Один унтер-офицер шел впереди, другой — сзади. Такая строгость может быть только перед казнью, думал Радищев. Но ведь приговор окончательный не объявлен. Неужто разом? И объявление и исполнение? Так не бывает. Все может быть в беззаконной России. Судили-то как тебя? По военным артикулам Петра Первого. Все-таки он судил тебя, он. Помнишь вечерний разговор? С памятником-то, помнишь?
На мосту через ров он повернул голову вправо и увидел светлые дворцовые здания. Прощай, мечтательная юность. Прощайте, друзья, почившие и здравствующие. А вон и Васильевский остров, таможня, корабли.
— Не оглядываться, не оглядываться, — проворчал задний конвойный.
Вот и ворота, за ними булыжная мостовая, ведущая к собору. Сияет в лучах золотой шпиль колокольни, летит под синим небом сияющий ангел. Боже, день-то, день-то! И в такой день уходить? Невозможно! Одумайтесь! За что? За книгу! Книга — мысль, а разве человек виноват, что мыслит? Господи, помоги выстоять… Ага, передний конвойный поворачивает к дому комендантской канцелярии. Может быть, опять в ту комнату?
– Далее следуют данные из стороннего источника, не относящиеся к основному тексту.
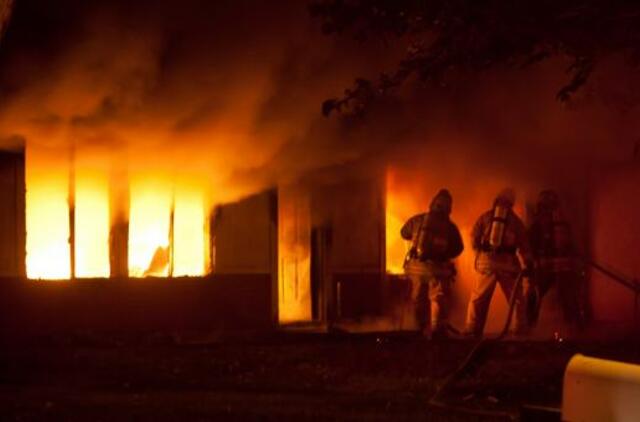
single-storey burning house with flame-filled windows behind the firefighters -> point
(323, 250)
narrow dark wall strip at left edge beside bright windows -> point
(12, 214)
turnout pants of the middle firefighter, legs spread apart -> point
(481, 299)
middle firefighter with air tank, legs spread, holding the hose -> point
(498, 237)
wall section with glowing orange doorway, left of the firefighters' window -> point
(331, 249)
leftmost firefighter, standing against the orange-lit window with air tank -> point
(435, 242)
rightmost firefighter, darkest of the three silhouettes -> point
(553, 249)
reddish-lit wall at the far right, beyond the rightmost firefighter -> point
(615, 242)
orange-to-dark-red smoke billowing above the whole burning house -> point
(232, 90)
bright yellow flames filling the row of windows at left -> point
(69, 206)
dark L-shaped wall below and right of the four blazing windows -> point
(240, 296)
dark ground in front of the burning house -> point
(276, 377)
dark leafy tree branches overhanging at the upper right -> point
(447, 37)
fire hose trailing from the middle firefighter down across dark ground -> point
(471, 358)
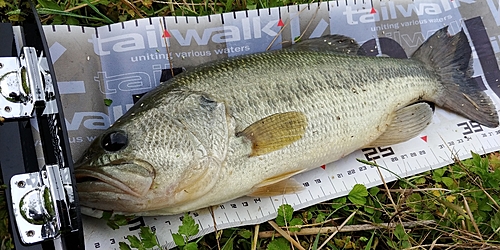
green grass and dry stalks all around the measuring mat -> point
(455, 207)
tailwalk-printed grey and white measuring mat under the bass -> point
(123, 60)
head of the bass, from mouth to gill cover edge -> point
(156, 158)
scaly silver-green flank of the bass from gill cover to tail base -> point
(366, 109)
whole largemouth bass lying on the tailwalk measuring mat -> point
(245, 125)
Да, его вели по коридору в ту самую комнату, в которой допрашивал Шешковский. Зачем?
Передний конвойный открыл дверь, Радищев вошел в нее, и его точно пламенем изнутри обожгло. У стола, лицом к нему, вошедшему, стояла Лиза. Она как-то неловко, жалко бросилась к нему и уткнулась в грудь. И стала оседать. Радищев оглянулся. Конвойные стояли за открытой дверью, поодаль от нее.
— Позвольте женщине сесть, — сказал он им.
Один из них согласно кивнул головой. Радищев подвел Лизу к стене, взял у стола стул протоколиста и посадил ее. Потом сам сел с ней рядом — на тот самый стул, с которого отвечал на вопросы Шешковского.
— Лиза, родная, как же ты? — сказал он.
— Мученик мой, ты побелел, — сказала она.
— Неужто поседел?
Она кивнула, глядя на него страдающе.